Milan tiene cuatro años y trastorno del espectro autista. A pesar de las barreras, su familia estaba encantada con sus avances en el colegio. Pero este curso empezaron a notar ciertos cambios en el pequeño que les preocupaba. «De la noche a la mañana, dejó de avanzar», apunta Loli Rubio, madre de Milan. Cuando acudieron a la escuela para saber si sucedía algo, descubrieron que el niño se había quedado sin el profesional de apoyo con el que contaba hasta ahora, y que el CEIP Son Caliu, donde estudia el niño, estaba intentando que la conselleria cambiara de postura, sin suerte.

«La decisión de Educació se tomó porque Milan es capaz de controlar esfínteres. Según su criterio, es suficiente para que no reciba ayuda. Lo que parece que no saben es que él no puede ir solo al baño, ni sabe bajarse ni subirse el pantaloncito. También es necesario que le atiendan en el comedor y le animen a comer y, por supuesto, una ayuda extra en clase. En el que caso de nuestro hijo, el auxiliar técnico educativo (ATE) es imprescindible», denuncian los padres del menor, que han intentado ponerse en contacto con las diferentes áreas de la conselleria.

«Nos han pasado de un sitio a otro como una pelota. Llamas y no responden. Cuando tienes la suerte de que respondan al teléfono, te dicen que están en una formación. No te lo ponen nada fácil», lamenta Juan José Gutiérrez, padre de Milan, que recalca la importancia del auxiliar de apoyo. «Nuestro hijo no se comunica y la interacción social le cuesta un mundo. No es un niño de cuatro años cualquiera. Hace falta controlarlo en el comedor, decirle que tiene que estar sentado... antes sabía lo que tenía que hacer, ahora está solo».

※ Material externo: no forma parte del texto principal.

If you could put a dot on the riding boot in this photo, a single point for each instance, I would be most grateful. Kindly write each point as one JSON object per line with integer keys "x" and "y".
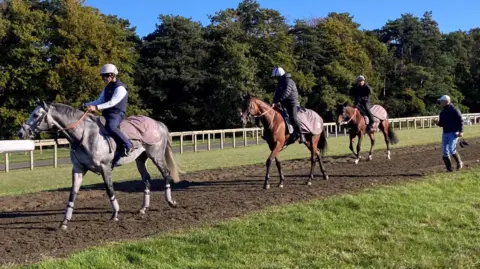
{"x": 119, "y": 153}
{"x": 292, "y": 138}
{"x": 302, "y": 138}
{"x": 448, "y": 163}
{"x": 458, "y": 160}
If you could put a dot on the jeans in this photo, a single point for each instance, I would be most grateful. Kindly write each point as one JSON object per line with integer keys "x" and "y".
{"x": 112, "y": 122}
{"x": 292, "y": 112}
{"x": 365, "y": 109}
{"x": 449, "y": 144}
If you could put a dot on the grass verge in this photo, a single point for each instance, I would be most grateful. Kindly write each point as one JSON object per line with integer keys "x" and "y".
{"x": 429, "y": 224}
{"x": 47, "y": 178}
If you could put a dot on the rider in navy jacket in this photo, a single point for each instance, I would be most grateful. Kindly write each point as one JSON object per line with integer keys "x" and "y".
{"x": 113, "y": 102}
{"x": 287, "y": 95}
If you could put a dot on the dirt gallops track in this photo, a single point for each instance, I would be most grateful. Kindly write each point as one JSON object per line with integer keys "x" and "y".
{"x": 28, "y": 224}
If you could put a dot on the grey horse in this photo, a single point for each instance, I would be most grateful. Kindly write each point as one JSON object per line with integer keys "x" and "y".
{"x": 92, "y": 151}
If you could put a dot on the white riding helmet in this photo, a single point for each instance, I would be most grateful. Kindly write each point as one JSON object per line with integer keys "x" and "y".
{"x": 278, "y": 72}
{"x": 109, "y": 69}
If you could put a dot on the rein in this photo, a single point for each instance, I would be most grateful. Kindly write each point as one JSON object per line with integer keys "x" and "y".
{"x": 353, "y": 116}
{"x": 71, "y": 126}
{"x": 264, "y": 113}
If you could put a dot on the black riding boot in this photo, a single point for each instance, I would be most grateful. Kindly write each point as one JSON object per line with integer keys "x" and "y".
{"x": 459, "y": 162}
{"x": 302, "y": 138}
{"x": 448, "y": 163}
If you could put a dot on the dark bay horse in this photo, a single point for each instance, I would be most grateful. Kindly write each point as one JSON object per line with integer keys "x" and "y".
{"x": 357, "y": 124}
{"x": 92, "y": 151}
{"x": 276, "y": 136}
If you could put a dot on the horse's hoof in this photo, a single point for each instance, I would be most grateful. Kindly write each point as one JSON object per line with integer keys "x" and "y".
{"x": 173, "y": 204}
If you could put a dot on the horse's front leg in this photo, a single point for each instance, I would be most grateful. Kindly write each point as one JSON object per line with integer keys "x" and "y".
{"x": 279, "y": 167}
{"x": 372, "y": 144}
{"x": 142, "y": 169}
{"x": 107, "y": 180}
{"x": 352, "y": 140}
{"x": 313, "y": 151}
{"x": 77, "y": 178}
{"x": 268, "y": 164}
{"x": 359, "y": 147}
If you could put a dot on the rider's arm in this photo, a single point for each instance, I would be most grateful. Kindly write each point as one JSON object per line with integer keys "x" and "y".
{"x": 118, "y": 95}
{"x": 460, "y": 120}
{"x": 98, "y": 101}
{"x": 282, "y": 92}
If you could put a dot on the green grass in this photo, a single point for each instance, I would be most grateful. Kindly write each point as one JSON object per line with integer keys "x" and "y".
{"x": 64, "y": 152}
{"x": 429, "y": 224}
{"x": 47, "y": 178}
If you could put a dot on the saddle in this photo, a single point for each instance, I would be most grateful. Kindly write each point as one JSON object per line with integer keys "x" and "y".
{"x": 139, "y": 129}
{"x": 286, "y": 118}
{"x": 310, "y": 122}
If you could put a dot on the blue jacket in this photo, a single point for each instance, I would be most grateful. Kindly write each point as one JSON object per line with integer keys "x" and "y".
{"x": 287, "y": 93}
{"x": 121, "y": 107}
{"x": 451, "y": 119}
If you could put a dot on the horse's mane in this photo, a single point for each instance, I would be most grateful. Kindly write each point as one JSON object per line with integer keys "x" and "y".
{"x": 70, "y": 111}
{"x": 262, "y": 102}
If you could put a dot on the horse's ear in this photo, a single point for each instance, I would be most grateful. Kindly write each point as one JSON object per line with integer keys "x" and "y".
{"x": 42, "y": 104}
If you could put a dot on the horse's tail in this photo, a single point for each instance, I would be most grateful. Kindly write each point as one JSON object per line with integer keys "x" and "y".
{"x": 172, "y": 163}
{"x": 392, "y": 136}
{"x": 322, "y": 143}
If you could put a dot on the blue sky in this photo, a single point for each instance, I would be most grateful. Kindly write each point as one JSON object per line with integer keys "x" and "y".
{"x": 370, "y": 14}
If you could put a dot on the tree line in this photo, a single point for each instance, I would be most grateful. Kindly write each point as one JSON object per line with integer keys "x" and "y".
{"x": 192, "y": 76}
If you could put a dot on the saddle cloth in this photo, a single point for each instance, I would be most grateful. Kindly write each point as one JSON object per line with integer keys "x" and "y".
{"x": 310, "y": 122}
{"x": 379, "y": 114}
{"x": 140, "y": 128}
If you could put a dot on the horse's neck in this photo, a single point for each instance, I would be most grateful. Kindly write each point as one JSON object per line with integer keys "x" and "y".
{"x": 268, "y": 116}
{"x": 78, "y": 133}
{"x": 356, "y": 116}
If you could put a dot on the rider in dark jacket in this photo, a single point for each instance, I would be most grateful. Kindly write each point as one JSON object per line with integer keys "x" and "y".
{"x": 287, "y": 96}
{"x": 361, "y": 93}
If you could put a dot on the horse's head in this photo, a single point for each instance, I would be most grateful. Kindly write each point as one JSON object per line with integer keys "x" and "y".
{"x": 341, "y": 111}
{"x": 249, "y": 108}
{"x": 38, "y": 121}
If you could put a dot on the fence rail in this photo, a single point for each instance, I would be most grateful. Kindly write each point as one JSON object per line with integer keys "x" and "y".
{"x": 191, "y": 138}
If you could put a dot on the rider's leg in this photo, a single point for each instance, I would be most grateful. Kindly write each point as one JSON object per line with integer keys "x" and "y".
{"x": 368, "y": 113}
{"x": 292, "y": 112}
{"x": 112, "y": 125}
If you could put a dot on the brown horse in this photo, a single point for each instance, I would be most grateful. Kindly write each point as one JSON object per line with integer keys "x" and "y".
{"x": 358, "y": 126}
{"x": 276, "y": 135}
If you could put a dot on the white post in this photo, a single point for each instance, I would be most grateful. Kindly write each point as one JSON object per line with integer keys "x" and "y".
{"x": 222, "y": 139}
{"x": 55, "y": 164}
{"x": 195, "y": 142}
{"x": 208, "y": 141}
{"x": 233, "y": 133}
{"x": 6, "y": 163}
{"x": 245, "y": 138}
{"x": 181, "y": 144}
{"x": 31, "y": 160}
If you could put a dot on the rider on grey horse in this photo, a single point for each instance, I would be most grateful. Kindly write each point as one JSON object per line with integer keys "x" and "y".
{"x": 113, "y": 102}
{"x": 287, "y": 95}
{"x": 361, "y": 92}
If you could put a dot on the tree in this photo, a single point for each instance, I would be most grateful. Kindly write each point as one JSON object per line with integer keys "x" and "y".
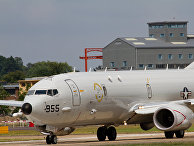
{"x": 47, "y": 69}
{"x": 3, "y": 93}
{"x": 13, "y": 77}
{"x": 10, "y": 64}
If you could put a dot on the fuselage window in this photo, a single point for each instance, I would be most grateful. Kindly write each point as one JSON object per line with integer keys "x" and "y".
{"x": 104, "y": 89}
{"x": 55, "y": 92}
{"x": 30, "y": 92}
{"x": 50, "y": 92}
{"x": 40, "y": 92}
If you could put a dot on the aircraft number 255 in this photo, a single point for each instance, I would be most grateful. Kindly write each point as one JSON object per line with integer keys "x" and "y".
{"x": 52, "y": 108}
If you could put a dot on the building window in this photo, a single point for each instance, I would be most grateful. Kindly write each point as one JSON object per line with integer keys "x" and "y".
{"x": 181, "y": 25}
{"x": 190, "y": 56}
{"x": 124, "y": 63}
{"x": 161, "y": 35}
{"x": 180, "y": 56}
{"x": 141, "y": 66}
{"x": 171, "y": 35}
{"x": 150, "y": 65}
{"x": 170, "y": 56}
{"x": 160, "y": 57}
{"x": 182, "y": 34}
{"x": 160, "y": 65}
{"x": 152, "y": 35}
{"x": 112, "y": 64}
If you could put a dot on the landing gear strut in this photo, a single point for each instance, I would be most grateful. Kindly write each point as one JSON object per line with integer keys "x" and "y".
{"x": 51, "y": 139}
{"x": 110, "y": 132}
{"x": 170, "y": 134}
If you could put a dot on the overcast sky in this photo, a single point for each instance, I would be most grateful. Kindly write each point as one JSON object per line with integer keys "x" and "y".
{"x": 59, "y": 30}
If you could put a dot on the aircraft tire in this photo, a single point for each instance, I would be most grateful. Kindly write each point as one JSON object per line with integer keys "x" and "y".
{"x": 111, "y": 133}
{"x": 180, "y": 133}
{"x": 48, "y": 139}
{"x": 169, "y": 134}
{"x": 101, "y": 133}
{"x": 54, "y": 139}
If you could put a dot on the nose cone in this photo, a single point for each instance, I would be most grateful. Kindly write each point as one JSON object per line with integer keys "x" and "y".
{"x": 27, "y": 108}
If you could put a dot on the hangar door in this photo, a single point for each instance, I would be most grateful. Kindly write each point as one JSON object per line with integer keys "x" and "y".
{"x": 76, "y": 100}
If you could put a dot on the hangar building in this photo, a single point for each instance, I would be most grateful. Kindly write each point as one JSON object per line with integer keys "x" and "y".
{"x": 168, "y": 43}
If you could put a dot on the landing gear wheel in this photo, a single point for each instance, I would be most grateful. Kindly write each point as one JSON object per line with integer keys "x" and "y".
{"x": 48, "y": 139}
{"x": 54, "y": 139}
{"x": 180, "y": 133}
{"x": 101, "y": 133}
{"x": 111, "y": 133}
{"x": 169, "y": 134}
{"x": 51, "y": 139}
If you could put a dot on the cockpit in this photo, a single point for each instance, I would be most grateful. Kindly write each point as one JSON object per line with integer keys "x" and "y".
{"x": 50, "y": 92}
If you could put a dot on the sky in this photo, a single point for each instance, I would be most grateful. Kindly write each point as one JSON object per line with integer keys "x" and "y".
{"x": 59, "y": 30}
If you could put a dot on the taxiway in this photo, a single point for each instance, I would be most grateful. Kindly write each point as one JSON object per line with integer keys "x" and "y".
{"x": 86, "y": 140}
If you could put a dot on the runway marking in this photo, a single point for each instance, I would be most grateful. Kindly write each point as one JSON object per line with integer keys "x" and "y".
{"x": 91, "y": 137}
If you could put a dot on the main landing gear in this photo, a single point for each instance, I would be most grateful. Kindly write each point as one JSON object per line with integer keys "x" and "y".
{"x": 170, "y": 134}
{"x": 110, "y": 132}
{"x": 51, "y": 139}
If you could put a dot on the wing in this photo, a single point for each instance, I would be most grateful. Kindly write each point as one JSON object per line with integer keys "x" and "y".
{"x": 11, "y": 103}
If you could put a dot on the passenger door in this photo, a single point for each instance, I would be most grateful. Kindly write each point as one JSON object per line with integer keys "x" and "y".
{"x": 76, "y": 100}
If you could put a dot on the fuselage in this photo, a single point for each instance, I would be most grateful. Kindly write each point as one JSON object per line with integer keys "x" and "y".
{"x": 95, "y": 98}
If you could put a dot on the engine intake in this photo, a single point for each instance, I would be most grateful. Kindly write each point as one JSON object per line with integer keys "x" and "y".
{"x": 172, "y": 118}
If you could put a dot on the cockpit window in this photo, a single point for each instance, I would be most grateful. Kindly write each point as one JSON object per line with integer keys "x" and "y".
{"x": 52, "y": 92}
{"x": 30, "y": 92}
{"x": 55, "y": 92}
{"x": 40, "y": 92}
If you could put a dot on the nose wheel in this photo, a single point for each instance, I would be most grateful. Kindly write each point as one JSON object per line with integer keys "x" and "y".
{"x": 51, "y": 139}
{"x": 110, "y": 132}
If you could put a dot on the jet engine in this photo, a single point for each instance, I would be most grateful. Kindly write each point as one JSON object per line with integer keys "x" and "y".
{"x": 46, "y": 130}
{"x": 172, "y": 118}
{"x": 146, "y": 126}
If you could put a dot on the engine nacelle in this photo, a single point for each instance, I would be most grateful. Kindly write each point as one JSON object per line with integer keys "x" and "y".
{"x": 46, "y": 130}
{"x": 64, "y": 131}
{"x": 173, "y": 117}
{"x": 146, "y": 126}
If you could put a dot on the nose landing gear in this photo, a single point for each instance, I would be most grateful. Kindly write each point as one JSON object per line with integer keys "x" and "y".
{"x": 110, "y": 132}
{"x": 51, "y": 139}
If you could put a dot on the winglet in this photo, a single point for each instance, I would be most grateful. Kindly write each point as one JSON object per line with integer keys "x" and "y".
{"x": 190, "y": 66}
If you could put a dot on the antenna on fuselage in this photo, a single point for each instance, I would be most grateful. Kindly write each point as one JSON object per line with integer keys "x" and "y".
{"x": 166, "y": 66}
{"x": 105, "y": 69}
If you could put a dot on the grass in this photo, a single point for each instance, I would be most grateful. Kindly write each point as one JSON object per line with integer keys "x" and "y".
{"x": 128, "y": 129}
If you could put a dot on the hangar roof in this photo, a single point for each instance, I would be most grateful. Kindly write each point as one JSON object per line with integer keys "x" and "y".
{"x": 147, "y": 42}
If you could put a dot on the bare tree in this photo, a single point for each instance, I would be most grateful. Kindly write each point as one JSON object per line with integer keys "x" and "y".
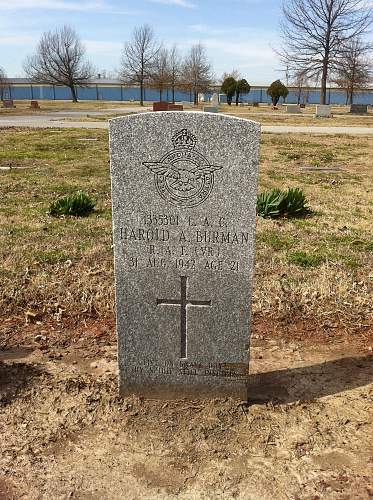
{"x": 175, "y": 69}
{"x": 196, "y": 73}
{"x": 315, "y": 31}
{"x": 60, "y": 60}
{"x": 354, "y": 69}
{"x": 138, "y": 58}
{"x": 161, "y": 72}
{"x": 300, "y": 81}
{"x": 3, "y": 83}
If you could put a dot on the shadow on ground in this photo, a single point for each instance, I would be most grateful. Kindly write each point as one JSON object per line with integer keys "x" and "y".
{"x": 15, "y": 379}
{"x": 311, "y": 382}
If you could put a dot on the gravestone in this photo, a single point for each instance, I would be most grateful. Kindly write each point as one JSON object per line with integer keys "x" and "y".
{"x": 175, "y": 107}
{"x": 8, "y": 103}
{"x": 323, "y": 111}
{"x": 215, "y": 100}
{"x": 160, "y": 106}
{"x": 210, "y": 109}
{"x": 184, "y": 189}
{"x": 293, "y": 108}
{"x": 34, "y": 105}
{"x": 359, "y": 109}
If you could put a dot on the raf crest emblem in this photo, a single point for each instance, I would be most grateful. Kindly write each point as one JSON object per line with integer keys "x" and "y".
{"x": 183, "y": 176}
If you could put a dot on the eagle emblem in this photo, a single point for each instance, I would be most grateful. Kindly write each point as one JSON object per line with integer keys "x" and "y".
{"x": 183, "y": 176}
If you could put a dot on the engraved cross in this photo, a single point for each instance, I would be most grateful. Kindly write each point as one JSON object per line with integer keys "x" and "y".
{"x": 183, "y": 302}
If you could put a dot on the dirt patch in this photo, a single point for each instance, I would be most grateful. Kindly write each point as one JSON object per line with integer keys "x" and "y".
{"x": 306, "y": 432}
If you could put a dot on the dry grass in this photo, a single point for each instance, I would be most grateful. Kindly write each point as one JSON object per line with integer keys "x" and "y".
{"x": 320, "y": 266}
{"x": 267, "y": 116}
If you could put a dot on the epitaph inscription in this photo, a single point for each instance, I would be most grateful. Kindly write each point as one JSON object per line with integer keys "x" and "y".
{"x": 184, "y": 225}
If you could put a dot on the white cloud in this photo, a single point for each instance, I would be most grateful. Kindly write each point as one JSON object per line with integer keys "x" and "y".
{"x": 178, "y": 3}
{"x": 60, "y": 5}
{"x": 103, "y": 47}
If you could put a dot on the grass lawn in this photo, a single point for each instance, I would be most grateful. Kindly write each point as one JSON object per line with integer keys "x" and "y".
{"x": 316, "y": 267}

En este sentido, Juan José y Loli hacen hincapié en el apoyo que están recibiendo en el CEIP Son Caliu, pero el equipo docente tiene las manos atadas. «Las maestras hacen lo que pueden. Pero tienen el tiempo que tienen y no hay manos suficientes. Piense que en clase de mi hijo hay 25 niños más. Milan no está avanzando como debiera. Llega a casa muerto de hambre. En el comedor hay una subcontrata, ni conocen el caso de mi hijo ni lo que tienen que hacer para que coma», explican Juan José y Loli. Por eso han decidido que coma en casa ya que, además, le han quitado la beca de comedor: «Comerá en casa. Habrá que repartirse. Pero es lo mejor para él»

A la espera de una contestación de la Conselleria d'Educación, los padres están valorando hacer más ruido montando una manifestación en el colegio. «Haremos cualquier cosa por nuestro hijo. Llegaremos hasta donde haga falta. Un auxiliar técnico educativo (ATE) no es un privilegio, es vital para niños como Milan. Necesitamos ese apoyo», finalizan.

Por su parte, la Conselleria de Educación recalca que no se ha eliminado el personal ATE, sigue habiendo dos en el centro de Son Caliu, pero tienen que repartirlos con el resto de menores con necesidades. En ese sentido, señalan que Milan iba con paquete a clase el curso pasado, y este año no. Lo que significa que gana poco a poco autonomía. «Las necesidades del niño están cubiertas», afirma un portavoz de la conselleria.